Samsung Electronics Co., Ltd.

Inventor(s)

Nikolas Andrew Babaev of Moscow (RU)

Pavel Konstantinovich Andreev of Moscow (RU)

Azat Rustamovich Saginbaev of Moscow (RU)

Ivan Sergeevich Shchekotov of Moscow (RU)

ELECTRONIC DEVICE AND METHOD OF LOW LATENCY SPEECH ENHANCEMENT USING AUTOREGRESSIVE CONDITIONING-BASED NEURAL NETWORK MODEL - A simplified explanation of the abstract

This abstract first appeared for US patent application 18416589 titled 'ELECTRONIC DEVICE AND METHOD OF LOW LATENCY SPEECH ENHANCEMENT USING AUTOREGRESSIVE CONDITIONING-BASED NEURAL NETWORK MODEL

Simplified Explanation

A neural method model is trained using teacher forcing and autoregressive channels, with ground-truth shifted waveforms and predictions being used in training iterations.

  • Neural network model trained using teacher forcing and autoregressive channels
  • Ground-truth shifted waveform used in initial training iteration
  • Predictions of neural network model used in subsequent training iterations
  • Inference performed using additional channel containing predictions
  • Speech enhancement performed using trained neural network model

Potential Applications

The technology described in this patent application could be applied in the following areas:

  • Speech enhancement systems
  • Audio processing applications
  • Noise reduction in audio signals

Problems Solved

This technology addresses the following issues:

  • Improving speech quality in noisy environments
  • Enhancing audio signals for better clarity
  • Reducing background noise in audio recordings

Benefits

The benefits of this technology include:

  • Enhanced speech intelligibility
  • Improved audio quality
  • Better performance in noisy conditions

Potential Commercial Applications

The technology could be utilized in various commercial applications such as:

  • Audio editing software
  • Communication devices
  • Voice recognition systems

Possible Prior Art

One possible prior art for this technology could be the use of autoregressive models in speech enhancement systems.

Unanswered Questions

How does this technology compare to existing speech enhancement methods?

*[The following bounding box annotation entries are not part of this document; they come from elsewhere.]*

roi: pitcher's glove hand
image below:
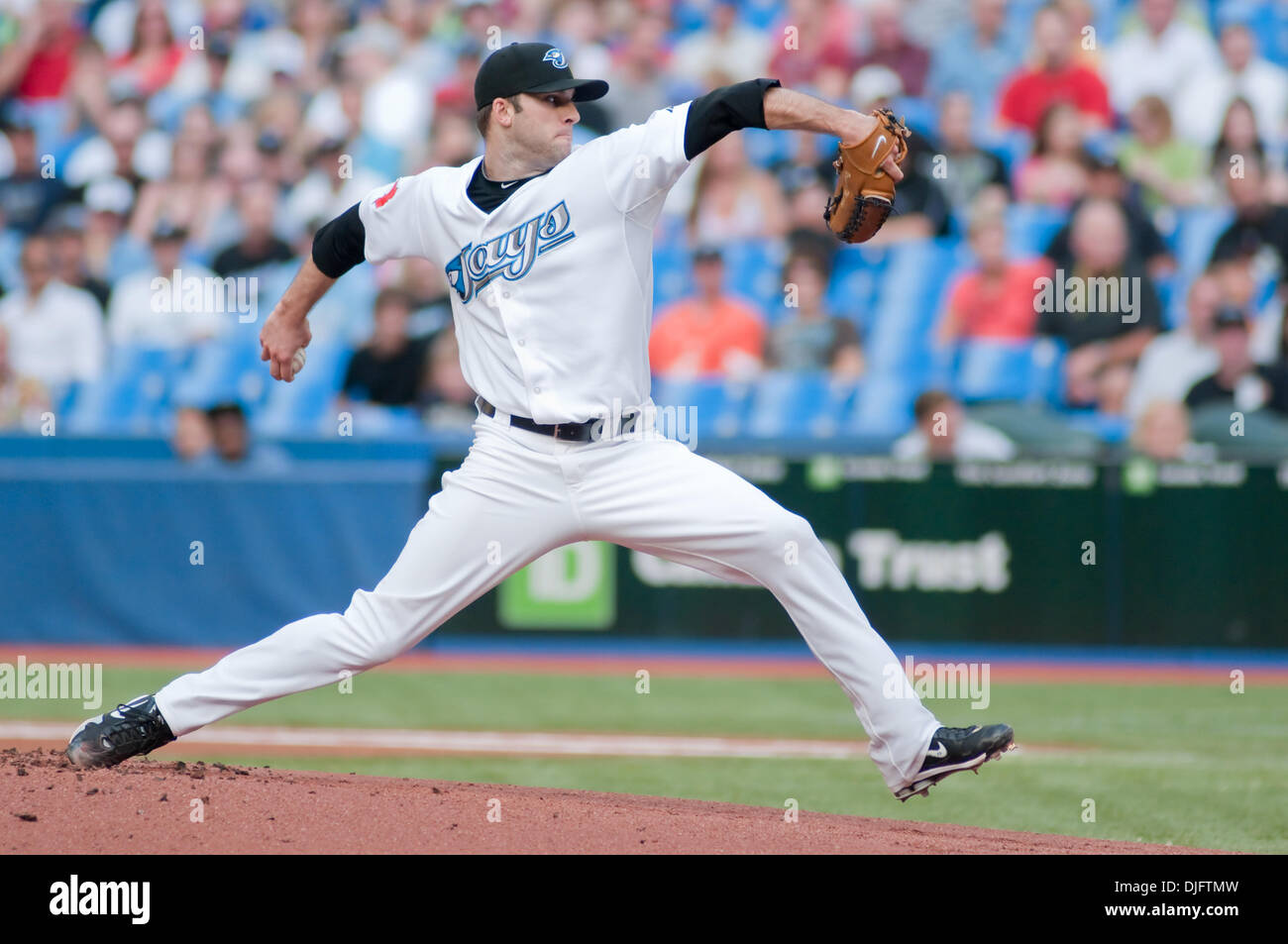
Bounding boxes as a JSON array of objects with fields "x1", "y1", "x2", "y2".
[{"x1": 823, "y1": 108, "x2": 911, "y2": 242}]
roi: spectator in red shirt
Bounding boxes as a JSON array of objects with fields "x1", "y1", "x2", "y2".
[
  {"x1": 648, "y1": 248, "x2": 765, "y2": 377},
  {"x1": 858, "y1": 0, "x2": 930, "y2": 98},
  {"x1": 112, "y1": 0, "x2": 185, "y2": 97},
  {"x1": 997, "y1": 4, "x2": 1113, "y2": 132},
  {"x1": 767, "y1": 0, "x2": 862, "y2": 89},
  {"x1": 0, "y1": 0, "x2": 80, "y2": 102},
  {"x1": 936, "y1": 204, "x2": 1051, "y2": 345},
  {"x1": 1015, "y1": 102, "x2": 1089, "y2": 209}
]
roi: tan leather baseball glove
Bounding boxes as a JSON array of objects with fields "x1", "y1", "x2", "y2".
[{"x1": 823, "y1": 108, "x2": 912, "y2": 242}]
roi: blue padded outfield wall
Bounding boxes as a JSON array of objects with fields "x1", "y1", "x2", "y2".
[
  {"x1": 0, "y1": 439, "x2": 1288, "y2": 649},
  {"x1": 0, "y1": 460, "x2": 426, "y2": 647}
]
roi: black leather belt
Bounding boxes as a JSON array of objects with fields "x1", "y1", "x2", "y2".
[{"x1": 478, "y1": 396, "x2": 639, "y2": 443}]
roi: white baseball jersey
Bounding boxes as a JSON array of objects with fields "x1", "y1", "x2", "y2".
[{"x1": 358, "y1": 103, "x2": 690, "y2": 424}]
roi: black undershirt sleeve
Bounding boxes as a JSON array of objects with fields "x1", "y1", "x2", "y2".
[
  {"x1": 313, "y1": 203, "x2": 368, "y2": 278},
  {"x1": 684, "y1": 78, "x2": 782, "y2": 161}
]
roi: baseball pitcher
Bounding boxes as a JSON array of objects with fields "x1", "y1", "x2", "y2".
[{"x1": 67, "y1": 43, "x2": 1013, "y2": 799}]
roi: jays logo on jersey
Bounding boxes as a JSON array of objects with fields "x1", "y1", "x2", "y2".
[{"x1": 445, "y1": 202, "x2": 577, "y2": 303}]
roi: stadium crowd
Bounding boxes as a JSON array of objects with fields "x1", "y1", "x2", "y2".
[{"x1": 0, "y1": 0, "x2": 1288, "y2": 460}]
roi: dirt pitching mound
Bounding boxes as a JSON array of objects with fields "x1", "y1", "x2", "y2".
[{"x1": 0, "y1": 748, "x2": 1221, "y2": 854}]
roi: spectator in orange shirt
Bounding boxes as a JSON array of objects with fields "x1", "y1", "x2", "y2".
[
  {"x1": 648, "y1": 248, "x2": 765, "y2": 377},
  {"x1": 997, "y1": 4, "x2": 1113, "y2": 133},
  {"x1": 936, "y1": 206, "x2": 1050, "y2": 345}
]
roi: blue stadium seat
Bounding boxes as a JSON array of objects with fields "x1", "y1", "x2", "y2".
[
  {"x1": 252, "y1": 344, "x2": 353, "y2": 435},
  {"x1": 1176, "y1": 206, "x2": 1233, "y2": 284},
  {"x1": 742, "y1": 128, "x2": 793, "y2": 167},
  {"x1": 845, "y1": 373, "x2": 917, "y2": 437},
  {"x1": 824, "y1": 246, "x2": 890, "y2": 329},
  {"x1": 890, "y1": 95, "x2": 939, "y2": 137},
  {"x1": 1006, "y1": 203, "x2": 1068, "y2": 258},
  {"x1": 67, "y1": 345, "x2": 189, "y2": 434},
  {"x1": 653, "y1": 242, "x2": 693, "y2": 312},
  {"x1": 956, "y1": 339, "x2": 1033, "y2": 402},
  {"x1": 864, "y1": 240, "x2": 966, "y2": 372},
  {"x1": 952, "y1": 338, "x2": 1064, "y2": 404},
  {"x1": 1064, "y1": 409, "x2": 1130, "y2": 445},
  {"x1": 747, "y1": 370, "x2": 828, "y2": 437},
  {"x1": 174, "y1": 331, "x2": 271, "y2": 409},
  {"x1": 724, "y1": 240, "x2": 785, "y2": 316},
  {"x1": 653, "y1": 377, "x2": 754, "y2": 437}
]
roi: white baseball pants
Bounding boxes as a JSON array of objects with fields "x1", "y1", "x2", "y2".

This article does not provide a direct comparison to other speech enhancement methods currently available in the market.

What is the computational complexity of the neural method model described in the patent application?

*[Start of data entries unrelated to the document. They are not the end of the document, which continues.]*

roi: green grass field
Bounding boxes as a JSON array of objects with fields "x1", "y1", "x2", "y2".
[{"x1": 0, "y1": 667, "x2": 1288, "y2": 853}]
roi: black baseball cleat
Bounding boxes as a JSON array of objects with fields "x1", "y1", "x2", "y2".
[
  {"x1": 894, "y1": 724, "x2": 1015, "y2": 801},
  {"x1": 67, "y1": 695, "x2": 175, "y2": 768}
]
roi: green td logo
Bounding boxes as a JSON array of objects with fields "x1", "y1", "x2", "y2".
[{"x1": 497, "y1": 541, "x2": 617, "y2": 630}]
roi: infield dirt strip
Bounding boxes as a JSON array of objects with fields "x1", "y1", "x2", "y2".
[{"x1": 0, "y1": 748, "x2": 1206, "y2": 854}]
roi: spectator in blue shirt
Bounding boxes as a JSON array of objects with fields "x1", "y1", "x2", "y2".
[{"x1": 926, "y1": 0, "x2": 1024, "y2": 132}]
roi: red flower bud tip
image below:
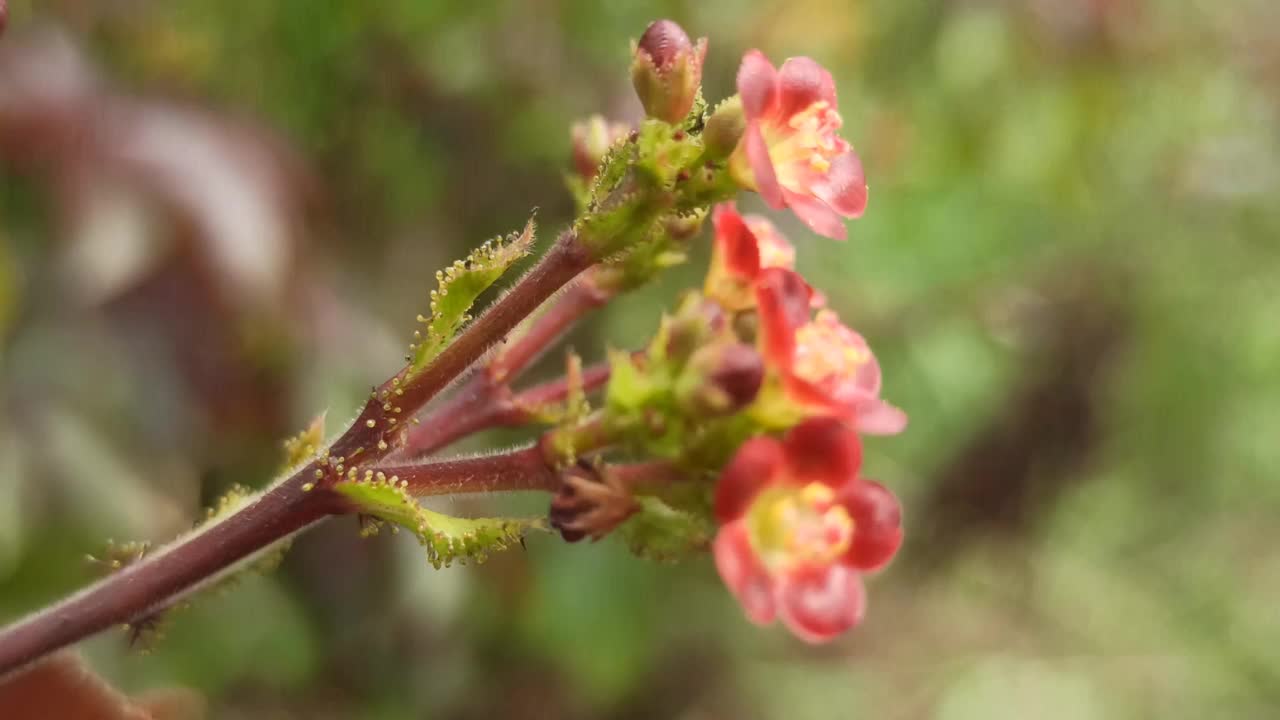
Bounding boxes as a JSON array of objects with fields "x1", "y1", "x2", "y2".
[
  {"x1": 570, "y1": 115, "x2": 631, "y2": 181},
  {"x1": 755, "y1": 268, "x2": 906, "y2": 434},
  {"x1": 676, "y1": 342, "x2": 764, "y2": 415},
  {"x1": 713, "y1": 418, "x2": 902, "y2": 643},
  {"x1": 631, "y1": 20, "x2": 707, "y2": 123},
  {"x1": 730, "y1": 50, "x2": 867, "y2": 240},
  {"x1": 703, "y1": 202, "x2": 796, "y2": 310}
]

The article does not delve into the computational complexity of the neural method model and how it compares to other similar models.


Original Abstract Submitted

A neural method model is trained by, in an initial training iteration, training the neural network model in a teacher forcing mode in which an autoregressive channel includes a ground-truth shifted waveform, and outputting predictions of the neural network model; and in at least one additional training iteration, replacing the ground-truth shifted waveform in the autoregressive channel with the predictions of the neural network model obtained in a previous training iteration. An inference may then be performed by providing, for the neural network model, an additional channel containing at least one prediction of the neural network model outputted during training; and performing speech enhancement using the neural network model.